目的:细菌生物膜是有效抗生素疗法面临的一大挑战,因为生物膜会产生物理和功能变化,保护细菌免受周围环境的侵害。在这项研究中,聚焦超声与空化核相结合,用于破坏金黄色葡萄球菌和铜绿假单胞菌的生物膜:在两种不同类型的空化核存在的情况下,将单种生物膜暴露于超声波(中心频率为 0.5 MHz,峰值稀释压力为 0.5-1.5 MPa,脉冲周期为 200 个,重复频率为 5 Hz,持续时间为 30 秒)中。使用校准线性阵列对治疗过程中的空化发射进行了定量被动声学绘图(PAM)监测:观察发现,治疗期间声发射的累积能量与生物膜破坏呈正相关,细菌种类之间的差异归因于生物膜形态的不同。与微气泡相比,PCaN能更有效地减少生物膜,这在很大程度上是由于PCaN在超声暴露持续时间内具有持久性。用 PAM 表征的空化空间分布与显微镜观察到的生物膜破坏程度之间也有很好的相关性:总之,这项工作的结果表明,空化技术在消除重点病原体的生物膜方面具有潜在的广泛适用性,而被动声学绘图技术则为实时监控抗菌过程提供了机会。
本文章由计算机程序翻译,如有差异,请以英文原文为准。
Quantitative evaluation of anti-biofilm cavitation activity seeded from microbubbles or protein cavitation nuclei by passive acoustic mapping.

Objective: Bacterial biofilms represent a major challenge for effective antibiotic therapy as they confer physical and functional changes that protect bacteria from their surrounding environment. In this work, focused ultrasound in combination with cavitation nuclei was used to disrupt biofilms of Staphylococcus aureus and Pseudomonas aeruginosa, both of which are on the World Health Organization's priority list for new antimicrobial research. Approach: Single species biofilms were exposed to ultrasound (0.5 MHz centre frequency, 0.5-1.5 MPa peak rarefactional pressure, 200 cycle pulses, 5 Hz repetition frequency, 30 s duration), in the presence of two different types of cavitation nuclei.
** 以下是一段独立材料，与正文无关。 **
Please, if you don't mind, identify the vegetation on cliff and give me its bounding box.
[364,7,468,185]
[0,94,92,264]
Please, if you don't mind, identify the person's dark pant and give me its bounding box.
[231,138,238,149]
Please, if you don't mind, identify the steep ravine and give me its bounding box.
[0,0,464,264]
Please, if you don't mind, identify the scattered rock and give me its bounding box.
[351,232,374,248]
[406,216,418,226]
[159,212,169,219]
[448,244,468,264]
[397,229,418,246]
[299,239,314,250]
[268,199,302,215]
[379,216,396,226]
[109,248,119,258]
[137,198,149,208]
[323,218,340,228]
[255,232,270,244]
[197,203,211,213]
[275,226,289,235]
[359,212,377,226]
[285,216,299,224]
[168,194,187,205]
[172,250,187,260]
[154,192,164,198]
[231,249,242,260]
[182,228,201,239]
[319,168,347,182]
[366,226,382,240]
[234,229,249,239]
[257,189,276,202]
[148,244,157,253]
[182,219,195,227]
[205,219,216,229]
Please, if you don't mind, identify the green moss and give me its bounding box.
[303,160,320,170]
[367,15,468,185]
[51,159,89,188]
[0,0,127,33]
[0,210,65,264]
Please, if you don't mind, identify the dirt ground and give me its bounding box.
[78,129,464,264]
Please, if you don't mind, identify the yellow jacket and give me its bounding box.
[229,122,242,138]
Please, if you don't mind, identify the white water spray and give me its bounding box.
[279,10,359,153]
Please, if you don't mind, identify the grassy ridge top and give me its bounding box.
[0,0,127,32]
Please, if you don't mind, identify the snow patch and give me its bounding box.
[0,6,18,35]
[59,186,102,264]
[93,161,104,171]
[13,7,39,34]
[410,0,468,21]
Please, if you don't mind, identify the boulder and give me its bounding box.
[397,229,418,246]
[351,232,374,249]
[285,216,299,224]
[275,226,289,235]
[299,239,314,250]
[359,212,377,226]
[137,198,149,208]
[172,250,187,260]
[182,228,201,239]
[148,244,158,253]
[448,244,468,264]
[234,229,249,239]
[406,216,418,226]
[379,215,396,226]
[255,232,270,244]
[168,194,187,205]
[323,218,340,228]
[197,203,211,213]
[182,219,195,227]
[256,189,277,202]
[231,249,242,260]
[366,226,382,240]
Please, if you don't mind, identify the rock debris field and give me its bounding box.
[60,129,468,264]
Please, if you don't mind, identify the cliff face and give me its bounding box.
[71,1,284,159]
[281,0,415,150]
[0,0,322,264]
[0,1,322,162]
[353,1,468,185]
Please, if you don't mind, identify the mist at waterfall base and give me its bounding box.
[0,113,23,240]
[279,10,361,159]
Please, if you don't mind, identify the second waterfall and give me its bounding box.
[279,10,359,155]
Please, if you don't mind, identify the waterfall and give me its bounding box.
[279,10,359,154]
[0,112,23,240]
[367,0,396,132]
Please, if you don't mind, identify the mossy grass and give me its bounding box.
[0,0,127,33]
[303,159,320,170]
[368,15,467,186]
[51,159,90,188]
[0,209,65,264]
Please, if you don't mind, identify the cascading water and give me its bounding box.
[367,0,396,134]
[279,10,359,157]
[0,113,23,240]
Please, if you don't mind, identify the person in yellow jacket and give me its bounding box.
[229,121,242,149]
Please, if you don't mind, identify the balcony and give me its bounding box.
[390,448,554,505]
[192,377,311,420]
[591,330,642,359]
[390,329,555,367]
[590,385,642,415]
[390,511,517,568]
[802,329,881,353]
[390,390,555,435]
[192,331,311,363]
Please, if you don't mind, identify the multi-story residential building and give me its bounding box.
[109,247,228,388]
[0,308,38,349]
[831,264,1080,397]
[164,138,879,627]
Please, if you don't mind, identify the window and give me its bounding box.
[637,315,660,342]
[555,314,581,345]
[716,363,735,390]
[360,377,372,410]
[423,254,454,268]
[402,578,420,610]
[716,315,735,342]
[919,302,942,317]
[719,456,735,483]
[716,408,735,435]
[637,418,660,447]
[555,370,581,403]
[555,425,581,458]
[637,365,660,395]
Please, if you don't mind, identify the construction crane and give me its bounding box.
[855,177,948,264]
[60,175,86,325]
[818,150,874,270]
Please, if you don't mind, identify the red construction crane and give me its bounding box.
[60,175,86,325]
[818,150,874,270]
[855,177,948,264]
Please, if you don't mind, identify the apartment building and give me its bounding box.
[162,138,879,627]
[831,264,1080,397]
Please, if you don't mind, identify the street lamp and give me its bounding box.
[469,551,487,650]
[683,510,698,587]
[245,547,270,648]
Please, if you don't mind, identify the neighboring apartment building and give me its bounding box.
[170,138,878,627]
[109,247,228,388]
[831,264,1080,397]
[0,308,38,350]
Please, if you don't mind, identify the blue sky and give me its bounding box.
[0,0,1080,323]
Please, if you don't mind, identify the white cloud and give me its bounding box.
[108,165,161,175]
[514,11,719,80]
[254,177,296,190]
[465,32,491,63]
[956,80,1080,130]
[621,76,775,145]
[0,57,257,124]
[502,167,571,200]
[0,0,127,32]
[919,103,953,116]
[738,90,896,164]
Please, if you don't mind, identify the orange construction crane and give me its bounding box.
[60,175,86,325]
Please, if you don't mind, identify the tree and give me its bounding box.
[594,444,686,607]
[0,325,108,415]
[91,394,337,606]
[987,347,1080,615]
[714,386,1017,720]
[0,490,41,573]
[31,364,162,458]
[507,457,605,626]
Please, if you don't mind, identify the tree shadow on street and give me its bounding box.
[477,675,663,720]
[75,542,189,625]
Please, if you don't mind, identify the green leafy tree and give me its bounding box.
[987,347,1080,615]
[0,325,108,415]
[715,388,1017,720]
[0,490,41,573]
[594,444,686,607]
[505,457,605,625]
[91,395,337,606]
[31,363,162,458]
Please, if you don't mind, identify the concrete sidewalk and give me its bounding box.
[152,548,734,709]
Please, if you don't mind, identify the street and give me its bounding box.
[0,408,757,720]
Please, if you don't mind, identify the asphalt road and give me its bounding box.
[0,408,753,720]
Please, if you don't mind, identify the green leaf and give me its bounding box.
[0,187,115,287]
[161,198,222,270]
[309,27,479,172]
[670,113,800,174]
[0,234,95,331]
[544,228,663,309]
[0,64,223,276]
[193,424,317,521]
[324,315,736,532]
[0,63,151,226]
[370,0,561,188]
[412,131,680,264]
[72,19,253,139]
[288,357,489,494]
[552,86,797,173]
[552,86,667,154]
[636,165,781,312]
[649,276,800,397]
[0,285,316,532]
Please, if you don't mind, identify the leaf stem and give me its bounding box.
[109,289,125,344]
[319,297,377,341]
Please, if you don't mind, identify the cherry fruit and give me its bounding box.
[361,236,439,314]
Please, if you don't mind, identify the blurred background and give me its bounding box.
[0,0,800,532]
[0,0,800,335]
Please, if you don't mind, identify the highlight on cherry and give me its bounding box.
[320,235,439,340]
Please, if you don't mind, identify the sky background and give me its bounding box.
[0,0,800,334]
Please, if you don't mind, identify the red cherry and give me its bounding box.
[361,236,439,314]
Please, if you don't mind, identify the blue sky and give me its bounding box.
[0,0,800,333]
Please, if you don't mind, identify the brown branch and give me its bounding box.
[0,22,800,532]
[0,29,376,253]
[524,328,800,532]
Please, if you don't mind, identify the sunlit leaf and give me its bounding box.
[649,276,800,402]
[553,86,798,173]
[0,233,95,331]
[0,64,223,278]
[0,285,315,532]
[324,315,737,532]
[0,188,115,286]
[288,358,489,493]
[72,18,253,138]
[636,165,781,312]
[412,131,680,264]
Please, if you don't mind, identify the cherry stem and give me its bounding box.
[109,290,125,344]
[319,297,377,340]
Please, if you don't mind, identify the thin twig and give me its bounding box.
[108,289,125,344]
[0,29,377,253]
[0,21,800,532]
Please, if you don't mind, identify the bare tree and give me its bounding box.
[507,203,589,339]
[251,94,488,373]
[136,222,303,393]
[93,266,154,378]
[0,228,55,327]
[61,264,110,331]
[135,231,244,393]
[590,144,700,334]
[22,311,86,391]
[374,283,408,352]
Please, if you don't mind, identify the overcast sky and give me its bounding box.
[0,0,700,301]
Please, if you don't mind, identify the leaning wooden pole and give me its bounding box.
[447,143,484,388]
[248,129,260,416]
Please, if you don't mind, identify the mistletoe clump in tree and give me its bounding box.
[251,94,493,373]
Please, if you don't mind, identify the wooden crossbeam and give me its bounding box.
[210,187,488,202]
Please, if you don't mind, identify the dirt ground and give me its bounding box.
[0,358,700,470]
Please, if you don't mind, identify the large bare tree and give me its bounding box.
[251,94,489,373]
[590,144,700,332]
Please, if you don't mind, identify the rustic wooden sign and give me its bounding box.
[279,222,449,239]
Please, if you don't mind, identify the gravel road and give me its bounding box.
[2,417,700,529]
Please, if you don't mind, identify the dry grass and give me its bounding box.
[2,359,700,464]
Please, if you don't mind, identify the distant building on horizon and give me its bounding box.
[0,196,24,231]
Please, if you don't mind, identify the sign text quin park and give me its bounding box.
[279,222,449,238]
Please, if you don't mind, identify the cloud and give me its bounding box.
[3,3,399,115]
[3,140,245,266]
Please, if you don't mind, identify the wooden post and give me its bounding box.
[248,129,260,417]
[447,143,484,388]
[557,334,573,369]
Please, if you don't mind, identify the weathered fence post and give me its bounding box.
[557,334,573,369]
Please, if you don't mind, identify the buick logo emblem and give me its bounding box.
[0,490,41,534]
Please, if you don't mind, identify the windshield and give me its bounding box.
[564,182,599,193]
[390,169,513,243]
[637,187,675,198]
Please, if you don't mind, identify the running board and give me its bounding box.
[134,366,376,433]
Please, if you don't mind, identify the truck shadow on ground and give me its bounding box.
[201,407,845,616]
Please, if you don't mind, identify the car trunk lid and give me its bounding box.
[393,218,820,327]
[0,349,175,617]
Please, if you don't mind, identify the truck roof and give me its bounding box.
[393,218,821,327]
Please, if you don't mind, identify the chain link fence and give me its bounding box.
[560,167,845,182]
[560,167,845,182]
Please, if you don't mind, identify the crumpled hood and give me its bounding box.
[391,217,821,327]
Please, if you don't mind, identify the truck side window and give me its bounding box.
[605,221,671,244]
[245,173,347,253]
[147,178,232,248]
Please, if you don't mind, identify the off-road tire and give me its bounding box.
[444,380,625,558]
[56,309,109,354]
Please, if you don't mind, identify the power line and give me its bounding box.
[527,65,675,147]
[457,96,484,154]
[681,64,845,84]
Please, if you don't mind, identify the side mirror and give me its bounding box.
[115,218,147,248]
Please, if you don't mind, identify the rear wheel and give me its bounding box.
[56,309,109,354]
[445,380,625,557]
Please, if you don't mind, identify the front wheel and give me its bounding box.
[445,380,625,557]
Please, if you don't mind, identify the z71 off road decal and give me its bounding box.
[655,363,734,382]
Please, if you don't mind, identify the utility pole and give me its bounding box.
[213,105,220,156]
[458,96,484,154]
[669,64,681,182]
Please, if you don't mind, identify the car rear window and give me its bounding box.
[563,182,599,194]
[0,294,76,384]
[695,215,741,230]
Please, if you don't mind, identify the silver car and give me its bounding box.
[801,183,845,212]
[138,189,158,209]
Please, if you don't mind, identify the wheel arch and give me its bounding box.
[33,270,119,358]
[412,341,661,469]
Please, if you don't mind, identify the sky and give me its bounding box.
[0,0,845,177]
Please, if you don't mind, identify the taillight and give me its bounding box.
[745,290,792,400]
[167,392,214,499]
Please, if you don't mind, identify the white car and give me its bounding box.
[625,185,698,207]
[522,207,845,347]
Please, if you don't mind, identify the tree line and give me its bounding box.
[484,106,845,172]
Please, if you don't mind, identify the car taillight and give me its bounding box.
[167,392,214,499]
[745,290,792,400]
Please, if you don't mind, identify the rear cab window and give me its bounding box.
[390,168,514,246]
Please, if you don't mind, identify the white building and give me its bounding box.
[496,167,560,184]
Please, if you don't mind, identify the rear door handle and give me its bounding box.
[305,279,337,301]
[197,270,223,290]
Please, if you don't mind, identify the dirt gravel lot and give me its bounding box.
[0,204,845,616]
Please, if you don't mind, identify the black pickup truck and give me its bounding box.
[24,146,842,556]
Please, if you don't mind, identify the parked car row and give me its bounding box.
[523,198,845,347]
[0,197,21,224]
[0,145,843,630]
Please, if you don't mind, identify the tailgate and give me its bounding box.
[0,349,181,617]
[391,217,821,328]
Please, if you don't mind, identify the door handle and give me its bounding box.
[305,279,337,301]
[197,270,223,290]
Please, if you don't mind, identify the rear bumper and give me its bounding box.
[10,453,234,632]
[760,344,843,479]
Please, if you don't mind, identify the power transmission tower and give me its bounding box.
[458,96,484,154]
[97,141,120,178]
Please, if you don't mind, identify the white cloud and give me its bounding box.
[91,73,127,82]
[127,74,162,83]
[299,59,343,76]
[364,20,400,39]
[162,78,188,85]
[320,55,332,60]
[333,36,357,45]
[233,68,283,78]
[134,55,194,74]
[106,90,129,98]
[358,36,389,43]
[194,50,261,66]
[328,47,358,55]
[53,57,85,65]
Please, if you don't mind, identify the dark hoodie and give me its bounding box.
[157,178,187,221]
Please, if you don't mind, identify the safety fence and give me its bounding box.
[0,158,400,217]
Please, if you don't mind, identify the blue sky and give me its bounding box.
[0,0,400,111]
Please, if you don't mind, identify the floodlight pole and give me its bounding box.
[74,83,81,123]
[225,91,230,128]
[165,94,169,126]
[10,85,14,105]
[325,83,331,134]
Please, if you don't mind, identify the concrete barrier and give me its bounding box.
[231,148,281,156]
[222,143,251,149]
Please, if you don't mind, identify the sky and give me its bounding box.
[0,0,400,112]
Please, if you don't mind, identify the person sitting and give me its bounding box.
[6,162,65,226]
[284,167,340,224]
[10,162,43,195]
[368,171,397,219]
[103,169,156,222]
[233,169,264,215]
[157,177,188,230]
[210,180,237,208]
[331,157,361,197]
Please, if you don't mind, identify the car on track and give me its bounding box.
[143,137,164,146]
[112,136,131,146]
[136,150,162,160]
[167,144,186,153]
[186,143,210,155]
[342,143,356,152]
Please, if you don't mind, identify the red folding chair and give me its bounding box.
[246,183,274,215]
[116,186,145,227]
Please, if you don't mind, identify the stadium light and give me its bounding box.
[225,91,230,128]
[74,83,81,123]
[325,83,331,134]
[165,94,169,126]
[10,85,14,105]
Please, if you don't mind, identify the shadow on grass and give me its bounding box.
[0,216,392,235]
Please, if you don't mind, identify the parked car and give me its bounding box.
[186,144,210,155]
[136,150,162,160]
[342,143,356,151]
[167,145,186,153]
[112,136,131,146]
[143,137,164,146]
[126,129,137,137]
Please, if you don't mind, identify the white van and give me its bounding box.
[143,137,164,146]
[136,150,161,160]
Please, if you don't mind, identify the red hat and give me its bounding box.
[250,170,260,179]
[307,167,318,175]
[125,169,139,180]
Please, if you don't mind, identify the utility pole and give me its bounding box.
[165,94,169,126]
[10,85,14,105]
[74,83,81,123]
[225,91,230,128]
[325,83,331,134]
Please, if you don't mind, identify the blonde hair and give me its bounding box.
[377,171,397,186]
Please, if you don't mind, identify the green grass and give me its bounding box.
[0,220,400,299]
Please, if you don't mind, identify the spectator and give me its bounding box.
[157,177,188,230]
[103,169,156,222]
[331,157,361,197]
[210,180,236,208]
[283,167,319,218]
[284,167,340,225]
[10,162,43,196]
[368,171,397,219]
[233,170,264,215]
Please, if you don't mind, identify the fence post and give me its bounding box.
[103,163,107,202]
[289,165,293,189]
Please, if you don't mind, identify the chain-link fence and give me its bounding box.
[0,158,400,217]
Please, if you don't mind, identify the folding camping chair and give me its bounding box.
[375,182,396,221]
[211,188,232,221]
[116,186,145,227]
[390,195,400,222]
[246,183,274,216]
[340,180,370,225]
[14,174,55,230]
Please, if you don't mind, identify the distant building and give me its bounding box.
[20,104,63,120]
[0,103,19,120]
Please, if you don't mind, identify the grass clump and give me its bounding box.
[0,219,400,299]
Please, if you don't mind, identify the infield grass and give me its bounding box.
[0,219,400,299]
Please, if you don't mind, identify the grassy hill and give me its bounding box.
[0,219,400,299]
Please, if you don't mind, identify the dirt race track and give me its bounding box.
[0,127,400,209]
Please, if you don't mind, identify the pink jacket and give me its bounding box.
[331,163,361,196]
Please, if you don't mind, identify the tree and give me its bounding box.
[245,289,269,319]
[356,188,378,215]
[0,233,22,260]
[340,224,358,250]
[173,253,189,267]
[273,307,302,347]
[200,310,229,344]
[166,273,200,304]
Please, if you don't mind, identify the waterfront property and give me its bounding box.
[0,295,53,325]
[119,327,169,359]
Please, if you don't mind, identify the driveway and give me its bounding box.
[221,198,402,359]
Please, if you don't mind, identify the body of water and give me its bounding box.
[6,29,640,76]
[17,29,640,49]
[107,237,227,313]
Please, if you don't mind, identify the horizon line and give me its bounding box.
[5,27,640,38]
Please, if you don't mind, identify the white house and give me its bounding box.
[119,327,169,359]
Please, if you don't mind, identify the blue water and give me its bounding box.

Quantitative passive acoustic mapping (PAM) was used to monitor cavitation emissions during treatment using a calibrated linear array. Main Results: It was observed that the cumulative energy of acoustic emissions during treatment was positively correlated with biofilm disruption, with differences between bacterial species attributed to differences in biofilm morphology. PCaN provided increased biofilm reduction compared to microbubbles due in large part to their persistence over the duration of ultrasound exposure. There was also good correlation between the spatial distribution of cavitation as characterized by PAM and the extent of biofilm disruption observed with microscopy. Significance: Collectively, the results from this work indicate the potential broad applicability of cavitation for eliminating biofilms of priority pathogens and the opportunity presented by Passive Acoustic Mapping for real-time monitoring of antimicrobial processes.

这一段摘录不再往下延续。